However, these systems have limitations, and false alarms occur from time to time. More importantly, they only respond to earthquakes that have already occurred, so we cannot predict earthquakes like we predict the weather.

Many earthquake-prone areas will always be in a state of "anxiety and unease." An accurate prediction can allow us to do more risk management work, including shutting down power grids and evacuating residents.

In 2013, when I began pursuing my Ph.D. in seismology, the topic of earthquake prediction was considered unserious, just like searching for the Loch Ness Monster, not belonging to the mainstream field of research.

But just seven years later, the situation has changed a lot. When I started my second postdoctoral research in 2020, I observed that scientists in this field have become more open to the concept of earthquake prediction.At that time, I was involved in a project titled "Tectonic," which was using machine learning to advance the development of earthquake prediction. The European Research Council had full confidence in its potential and thus provided the project with a four-year grant worth 3.4 million euros.
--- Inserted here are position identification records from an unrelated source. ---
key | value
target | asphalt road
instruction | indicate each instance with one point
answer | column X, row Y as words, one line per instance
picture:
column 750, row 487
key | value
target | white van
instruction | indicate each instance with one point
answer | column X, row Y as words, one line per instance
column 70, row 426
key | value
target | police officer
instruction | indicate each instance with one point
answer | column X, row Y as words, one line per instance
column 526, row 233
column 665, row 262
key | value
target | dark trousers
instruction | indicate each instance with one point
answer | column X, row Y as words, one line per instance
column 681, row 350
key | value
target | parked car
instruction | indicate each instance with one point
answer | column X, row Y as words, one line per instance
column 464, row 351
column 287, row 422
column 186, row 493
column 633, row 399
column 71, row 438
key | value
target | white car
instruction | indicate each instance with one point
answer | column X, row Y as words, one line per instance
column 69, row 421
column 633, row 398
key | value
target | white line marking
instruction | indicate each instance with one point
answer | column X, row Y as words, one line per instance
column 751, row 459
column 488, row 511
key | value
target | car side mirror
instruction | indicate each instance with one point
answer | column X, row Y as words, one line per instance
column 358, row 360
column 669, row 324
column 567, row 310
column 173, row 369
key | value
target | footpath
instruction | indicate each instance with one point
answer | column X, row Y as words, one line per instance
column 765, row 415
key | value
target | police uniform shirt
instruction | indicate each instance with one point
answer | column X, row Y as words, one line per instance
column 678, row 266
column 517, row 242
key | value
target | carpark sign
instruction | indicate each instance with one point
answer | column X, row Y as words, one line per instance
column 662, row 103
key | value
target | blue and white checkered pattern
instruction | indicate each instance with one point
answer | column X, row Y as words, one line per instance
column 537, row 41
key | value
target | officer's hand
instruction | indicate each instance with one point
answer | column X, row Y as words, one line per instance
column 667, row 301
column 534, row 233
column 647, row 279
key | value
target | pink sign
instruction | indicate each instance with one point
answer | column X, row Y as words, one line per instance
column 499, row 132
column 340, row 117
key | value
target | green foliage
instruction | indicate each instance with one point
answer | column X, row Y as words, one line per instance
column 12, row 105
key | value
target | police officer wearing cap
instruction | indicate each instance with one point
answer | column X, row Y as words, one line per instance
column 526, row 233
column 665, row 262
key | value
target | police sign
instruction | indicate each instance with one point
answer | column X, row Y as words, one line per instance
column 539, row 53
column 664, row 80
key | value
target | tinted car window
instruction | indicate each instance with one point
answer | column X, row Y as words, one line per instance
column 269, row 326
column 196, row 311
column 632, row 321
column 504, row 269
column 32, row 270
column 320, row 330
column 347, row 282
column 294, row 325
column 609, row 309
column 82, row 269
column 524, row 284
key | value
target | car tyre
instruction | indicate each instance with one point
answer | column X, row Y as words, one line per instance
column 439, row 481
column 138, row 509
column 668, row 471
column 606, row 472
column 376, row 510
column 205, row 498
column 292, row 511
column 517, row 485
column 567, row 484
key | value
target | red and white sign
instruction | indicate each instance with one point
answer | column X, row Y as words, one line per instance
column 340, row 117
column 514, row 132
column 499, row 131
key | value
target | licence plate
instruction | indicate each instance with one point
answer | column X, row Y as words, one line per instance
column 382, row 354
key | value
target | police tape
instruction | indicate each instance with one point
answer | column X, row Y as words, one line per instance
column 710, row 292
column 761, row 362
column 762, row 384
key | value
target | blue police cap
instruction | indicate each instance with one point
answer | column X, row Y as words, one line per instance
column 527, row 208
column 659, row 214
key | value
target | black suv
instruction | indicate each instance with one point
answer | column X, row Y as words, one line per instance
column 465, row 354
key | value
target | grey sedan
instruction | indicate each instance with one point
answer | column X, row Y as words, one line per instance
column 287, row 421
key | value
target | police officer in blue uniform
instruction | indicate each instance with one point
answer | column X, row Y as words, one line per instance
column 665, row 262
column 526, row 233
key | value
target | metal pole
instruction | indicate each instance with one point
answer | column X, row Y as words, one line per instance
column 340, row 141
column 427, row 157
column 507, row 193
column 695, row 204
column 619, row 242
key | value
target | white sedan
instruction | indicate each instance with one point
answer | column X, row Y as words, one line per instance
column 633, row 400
Today, many respected scientists are taking the prospect of earthquake prediction seriously and making progress in their respective sub-disciplines.

Some are studying a type of "slow earthquake" activity along fault lines, which could be a useful indicator that a terrifying destructive earthquake is imminent.

Others hope to find clues from other data, such as seismic noise, animal behavior, and electromagnetic signals, to explore the possibility of issuing warnings before an earthquake begins.

Seismology seems particularly opaque. Astronomers can observe stars, and biologists can observe animals. But those of us who study earthquakes cannot see underground, at least not directly.Instead, we use "substitutes" to understand what happens inside the Earth during crustal movements.

 

Seismology, which aims to study the seismic waves generated by the motion of the Earth's interior; geodesy, which aims to use tools such as GPS (Global Positioning System) to measure how the Earth's surface changes over time; paleoseismology, which aims to study the traces of past earthquakes hidden in geological strata.

 

There is still much that we do not know. In the 1960s, decades after the theory of plate tectonics was widely accepted, our understanding of the causes of earthquakes was far from beyond the idea of "stress accumulation to a critical threshold." The idea is that when stress accumulates to a critical threshold, it is released through earthquakes.

 

Different factors can make faults more likely to reach the threshold. For example, fluids have a huge impact: in the past decade, the injection of wastewater produced in the process of oil and gas production has led to a significant increase in tectonic activity in the central United States.

 

But when it comes to understanding what is happening on a specific fault line, humans are basically ignorant. We can construct an approximate map of the fault by using seismic waves and mapping the location of earthquakes, but we cannot directly measure the stress experienced by the fault, nor can we quantify the threshold of ground movement.For a long time, the best thing humans could do in terms of prediction was to understand the frequency of earthquakes occurring in specific areas. For example, the last earthquake that ruptured the entire San Andreas Fault in Southern California occurred in 1857.

It is estimated that the average interval for a major earthquake there is between 100 and 180 years. According to rough calculations, the earthquake may already be "overdue." However, as the estimation range shows, the interval between the recurrence of earthquakes can vary greatly and may be misleading.

Our sample size is limited to the scope of human history and the scope we can still see in the geological record. Therefore, the geological record only represents a small part of the earthquakes that have occurred in the history of the Earth.

In 1985, scientists began to install seismographs and other earthquake monitoring equipment in the Parkfield section of the San Andreas Fault in central California.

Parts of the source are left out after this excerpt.